We both look at each other and break into laughter. Before this, the new Daisy was nothing more than a dream. Today the dream takes shape. Even as my conscience sears me with guilt.
8
I feel this surge of electricity as I enter the mall, much like when I’m in Chase’s presence. My endorphins are flowing and sparkling all over the place like fireworks. I’m going shopping! Even in my dorky pajamas, which I have to say seem as though I planned the look, I’m SpongeBob-happy.

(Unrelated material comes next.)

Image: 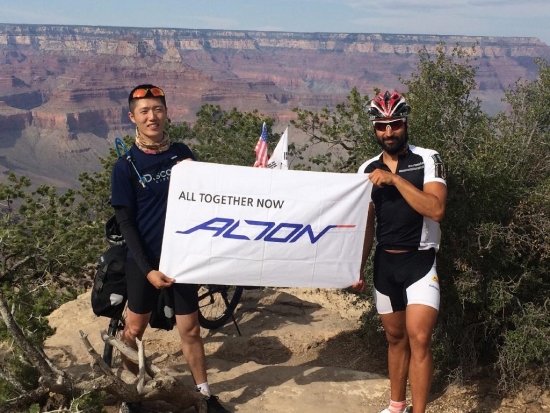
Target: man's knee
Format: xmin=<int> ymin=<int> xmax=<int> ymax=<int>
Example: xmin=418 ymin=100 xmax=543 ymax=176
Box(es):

“My endorphins are going crazy. I’m euphoric. I’m stupid-happy.”
“Okay . . .” Claire stops abruptly in front of the kiddie carts for hire and shakes her head. “You know, it’s not the numbers.”
“What’s not the numbers?”
“All this time, everyone said, ‘Daisy is so good with numbers. She’s brilliant with numbers.’”
“Am I missing something?”
“Naturally, you want to major in finance because you’re good with numbers, right?”
“And living on nothing,” I remind her. “Cheap is a fine art, and I am Michelangelo.”

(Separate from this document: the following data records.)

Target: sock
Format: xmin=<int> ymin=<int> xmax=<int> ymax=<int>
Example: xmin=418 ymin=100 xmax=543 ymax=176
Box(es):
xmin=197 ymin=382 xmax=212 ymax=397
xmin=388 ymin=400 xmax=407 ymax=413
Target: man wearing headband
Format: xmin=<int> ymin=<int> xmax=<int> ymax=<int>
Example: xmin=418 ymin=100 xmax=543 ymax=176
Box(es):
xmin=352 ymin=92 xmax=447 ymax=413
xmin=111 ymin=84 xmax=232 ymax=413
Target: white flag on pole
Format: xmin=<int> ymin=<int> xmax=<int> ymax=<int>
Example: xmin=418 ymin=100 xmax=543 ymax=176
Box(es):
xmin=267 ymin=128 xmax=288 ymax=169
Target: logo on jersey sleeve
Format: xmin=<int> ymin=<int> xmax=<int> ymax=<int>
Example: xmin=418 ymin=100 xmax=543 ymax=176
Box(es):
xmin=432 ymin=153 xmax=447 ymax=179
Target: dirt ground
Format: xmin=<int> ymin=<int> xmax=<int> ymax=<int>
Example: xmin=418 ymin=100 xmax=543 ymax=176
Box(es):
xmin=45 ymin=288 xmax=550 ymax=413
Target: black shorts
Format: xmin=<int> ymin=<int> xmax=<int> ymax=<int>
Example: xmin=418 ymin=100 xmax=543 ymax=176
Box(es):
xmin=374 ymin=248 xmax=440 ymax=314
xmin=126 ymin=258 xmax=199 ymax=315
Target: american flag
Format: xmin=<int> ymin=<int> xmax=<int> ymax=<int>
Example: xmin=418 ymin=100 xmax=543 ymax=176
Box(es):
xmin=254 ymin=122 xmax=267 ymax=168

“But you have just as many facts about sloths, endorphins, neurotoxins. Pretty much anything geeky.”
“Did you know sloths move so slowly that algae can grow on their fur?”
“See!” She points at me. “You can’t major in finance, Daisy. You have to do something in the sciences. That’s where your heart is.”

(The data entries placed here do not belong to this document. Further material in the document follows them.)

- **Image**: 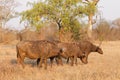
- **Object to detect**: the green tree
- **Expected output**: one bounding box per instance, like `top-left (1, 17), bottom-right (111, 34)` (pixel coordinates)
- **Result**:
top-left (84, 0), bottom-right (99, 38)
top-left (0, 0), bottom-right (16, 27)
top-left (22, 0), bottom-right (83, 39)
top-left (22, 0), bottom-right (99, 39)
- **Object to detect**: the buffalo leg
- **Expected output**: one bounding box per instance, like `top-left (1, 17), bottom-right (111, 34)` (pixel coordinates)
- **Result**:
top-left (50, 57), bottom-right (54, 68)
top-left (66, 58), bottom-right (69, 64)
top-left (44, 58), bottom-right (47, 69)
top-left (70, 57), bottom-right (74, 66)
top-left (39, 58), bottom-right (43, 67)
top-left (37, 58), bottom-right (40, 66)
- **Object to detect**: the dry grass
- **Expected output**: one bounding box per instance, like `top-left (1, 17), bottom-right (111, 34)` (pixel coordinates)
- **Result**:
top-left (0, 41), bottom-right (120, 80)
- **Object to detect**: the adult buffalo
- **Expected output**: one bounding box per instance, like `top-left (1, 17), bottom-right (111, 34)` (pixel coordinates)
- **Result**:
top-left (67, 41), bottom-right (103, 64)
top-left (58, 42), bottom-right (85, 66)
top-left (16, 40), bottom-right (62, 69)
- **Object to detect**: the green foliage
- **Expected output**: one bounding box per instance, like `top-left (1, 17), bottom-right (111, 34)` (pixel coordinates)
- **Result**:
top-left (84, 2), bottom-right (97, 15)
top-left (21, 0), bottom-right (96, 39)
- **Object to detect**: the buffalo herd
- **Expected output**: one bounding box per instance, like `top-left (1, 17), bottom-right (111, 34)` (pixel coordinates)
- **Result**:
top-left (16, 40), bottom-right (103, 69)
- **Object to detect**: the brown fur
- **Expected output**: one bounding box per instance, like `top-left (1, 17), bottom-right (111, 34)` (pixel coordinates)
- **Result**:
top-left (16, 40), bottom-right (61, 69)
top-left (77, 41), bottom-right (103, 64)
top-left (58, 43), bottom-right (84, 66)
top-left (67, 41), bottom-right (103, 64)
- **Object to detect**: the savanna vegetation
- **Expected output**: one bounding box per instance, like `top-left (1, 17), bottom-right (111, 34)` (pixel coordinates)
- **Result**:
top-left (0, 0), bottom-right (120, 80)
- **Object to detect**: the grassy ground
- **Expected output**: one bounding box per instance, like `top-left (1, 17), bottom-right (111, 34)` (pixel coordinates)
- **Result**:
top-left (0, 41), bottom-right (120, 80)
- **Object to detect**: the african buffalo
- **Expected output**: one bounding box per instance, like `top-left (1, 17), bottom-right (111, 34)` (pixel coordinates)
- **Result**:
top-left (58, 43), bottom-right (84, 66)
top-left (16, 40), bottom-right (62, 69)
top-left (67, 41), bottom-right (103, 64)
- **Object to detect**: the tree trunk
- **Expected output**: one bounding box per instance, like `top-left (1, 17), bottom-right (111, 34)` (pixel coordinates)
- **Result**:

“My dad says it’s too hard to make money in that. We talked about neuroscience.”
“And yet your dad puts on puppet shows and your family’s all here. You’re eating and going to private school. My parents are on two different sides of the hemisphere—”
“Actually, New York and Hawaii are both in the Northern Hemisphere. Oh, and the Western too. They’re in the same hemisphere.”
“Enough, Daisy. If you drop one of your stupid facts at the party, our chances of being remembered for the greatest party ever are over. I’m only telling you about science because I think your career is headed the wrong direction. The clothes are the tip of the iceberg. You keep trying to make your parents happy, and you never think about what you want.”
“The sloth fact totally makes sense,” I say. I’m not going to let her simply tell me I’m crazy. “I was thinking of the energy that spiked when I walked in the mall with the hope that I’d be dressed differently on Monday, and it went together. The sloth extending so little energy.”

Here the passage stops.